Solar farm on a rural hillside
LEOPATRIZI/ISTOCKPHOTO

An executive order from President Joe Biden on climate-related risk is a positive for the U.S. financial sector, particularly asset managers focused on environmental, social and governance (ESG) investments, said Moody’s Investors Service in a new report.

On May 20, an executive order was issued that aims to curb climate-related financial risks and promote financing for efforts to reduce greenhouse gas emissions.

Among other things, the order included a directive to the U.S. Financial Stability Oversight Council (FSOC) to assess climate-related financial risk to the stability of the U.S. financial system.

Specifically, it calls on the FSOC to facilitate data gathering and sharing, and to consider improvements to climate-related regulatory and financial disclosure.

The renewed focus on climate risk is a positive for the U.S. banking industry, Moody’s said, as it should help banks “better assess the potential consequences of climate change for their business and develop important climate risk management capabilities,” the report said.

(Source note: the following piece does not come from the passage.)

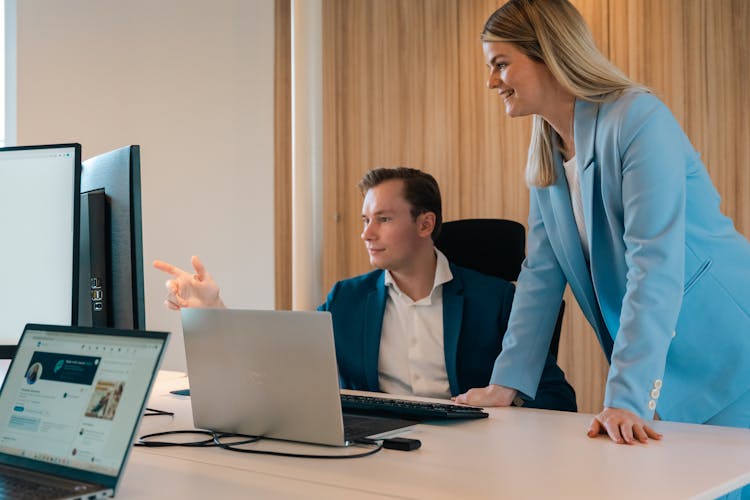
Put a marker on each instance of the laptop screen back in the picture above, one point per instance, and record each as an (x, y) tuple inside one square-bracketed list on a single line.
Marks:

The order also directs the U.S. Department of Labor to remove restrictions on ESG investing, which were imposed by the previous administration.

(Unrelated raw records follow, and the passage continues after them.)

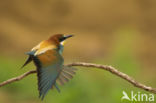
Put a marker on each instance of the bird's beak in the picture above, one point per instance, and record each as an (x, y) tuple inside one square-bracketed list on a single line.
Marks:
[(68, 36)]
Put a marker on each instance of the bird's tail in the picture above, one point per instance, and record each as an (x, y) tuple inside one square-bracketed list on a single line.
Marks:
[(66, 74)]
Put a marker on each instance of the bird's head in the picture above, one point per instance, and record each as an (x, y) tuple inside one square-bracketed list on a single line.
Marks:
[(59, 38)]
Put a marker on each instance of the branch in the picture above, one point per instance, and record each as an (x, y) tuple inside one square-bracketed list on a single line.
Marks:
[(104, 67)]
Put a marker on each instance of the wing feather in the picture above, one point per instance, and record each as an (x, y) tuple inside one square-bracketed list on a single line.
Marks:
[(49, 65)]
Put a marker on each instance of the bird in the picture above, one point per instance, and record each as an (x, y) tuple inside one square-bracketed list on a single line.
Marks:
[(48, 59)]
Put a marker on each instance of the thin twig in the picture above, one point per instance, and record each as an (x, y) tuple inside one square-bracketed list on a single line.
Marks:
[(104, 67)]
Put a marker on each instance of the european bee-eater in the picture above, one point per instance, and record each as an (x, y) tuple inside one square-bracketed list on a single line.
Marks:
[(47, 57)]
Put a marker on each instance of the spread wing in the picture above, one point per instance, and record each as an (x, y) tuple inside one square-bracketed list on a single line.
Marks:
[(49, 65)]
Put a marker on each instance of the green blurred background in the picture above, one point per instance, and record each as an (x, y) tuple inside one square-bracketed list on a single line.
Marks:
[(121, 33)]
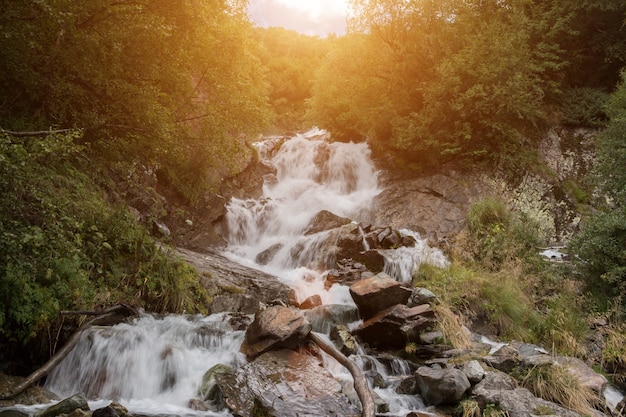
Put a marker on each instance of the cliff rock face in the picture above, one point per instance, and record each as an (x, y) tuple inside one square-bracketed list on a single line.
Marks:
[(436, 205)]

“Undoing the prior rule would place ESG investments on a level playing field with other existing actively managed investment products, increasing asset managers’ ability to raise assets in ESG-related investments,” the report said.

This should benefit asset managers with a large footprint in ESG-related investments, Moody’s said, noting that firms such as Eaton Vance, TIAA, and Blackrock Inc. are likely to benefit most.

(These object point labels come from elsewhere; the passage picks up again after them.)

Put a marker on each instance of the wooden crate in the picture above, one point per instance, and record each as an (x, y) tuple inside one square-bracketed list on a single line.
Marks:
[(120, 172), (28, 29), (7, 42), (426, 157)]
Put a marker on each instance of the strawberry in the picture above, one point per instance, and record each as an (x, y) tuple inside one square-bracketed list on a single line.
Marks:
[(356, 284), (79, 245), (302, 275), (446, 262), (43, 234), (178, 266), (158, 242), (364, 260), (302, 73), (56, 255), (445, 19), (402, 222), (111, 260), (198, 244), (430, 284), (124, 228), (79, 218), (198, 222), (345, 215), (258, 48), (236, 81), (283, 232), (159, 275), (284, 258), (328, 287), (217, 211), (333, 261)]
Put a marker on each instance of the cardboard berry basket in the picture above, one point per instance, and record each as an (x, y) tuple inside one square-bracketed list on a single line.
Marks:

Additionally, the rating agency said the order may strengthen the authority of regulators such as the U.S. Securities and Exchange Commission (SEC) to use data and disclosure to address climate-related financial stability risk.

“Better disclosures will make it easier for asset managers to perform ESG analysis and will broaden ESG awareness in the marketplace, which could increase market share for ESG-focused asset managers,” the report said.